I was actually working closely with one such wunderkind for about 3 years. On some sad cases, he was granted an honour to build production-critical programs, despite of my kindest type of warnings to our closest supervisors (who were also - surprise: XYZ). When the landscape (data and the source) around his program was modified even a bit, he started to show some colour on his face. Processing reports using his program took longer and longer due to the fact, that his program was massively hard-coded (program structure and variable initialization). Needless to say, he had never heard about Strategy or Builder patterns. My kind attempts to get him to use XML or JSON as some sort of platform for changing configurations were crudely ignored without any response. “What the ,expletive, this guy could know, since he is not applied mathematician” was the implied message.

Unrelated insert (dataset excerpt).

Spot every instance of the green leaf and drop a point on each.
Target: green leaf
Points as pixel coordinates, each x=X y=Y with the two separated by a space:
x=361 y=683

At the “terminal stage” of this death star program, instead of having program built on different set of changing configurations, this guy had 36 different hard-coded programs (I am not kidding) - one for each of our swap counterparty. The issues we experienced after this point, I do not need to describe here since you already know what happened. Last year (after the guy left the ruins for greener pastures), my supervisors (who are XYZ), asked me to “check that program and improve it for production purposes”. Happy Ending with a twist.

Re: Python tricks

Posted: August 19th, 2019, 10:40 pm
by ISayMoo
I once worked with a guy who was getting red in the face whenever someone modified anything touching his code, or even asked questions about it. Later it turned out that he copy&pasted code stolen from his previous employer into our codebase. He was kindly asked to submit his resignation. Now he's a senior developer in a Tier 1 bank, of course.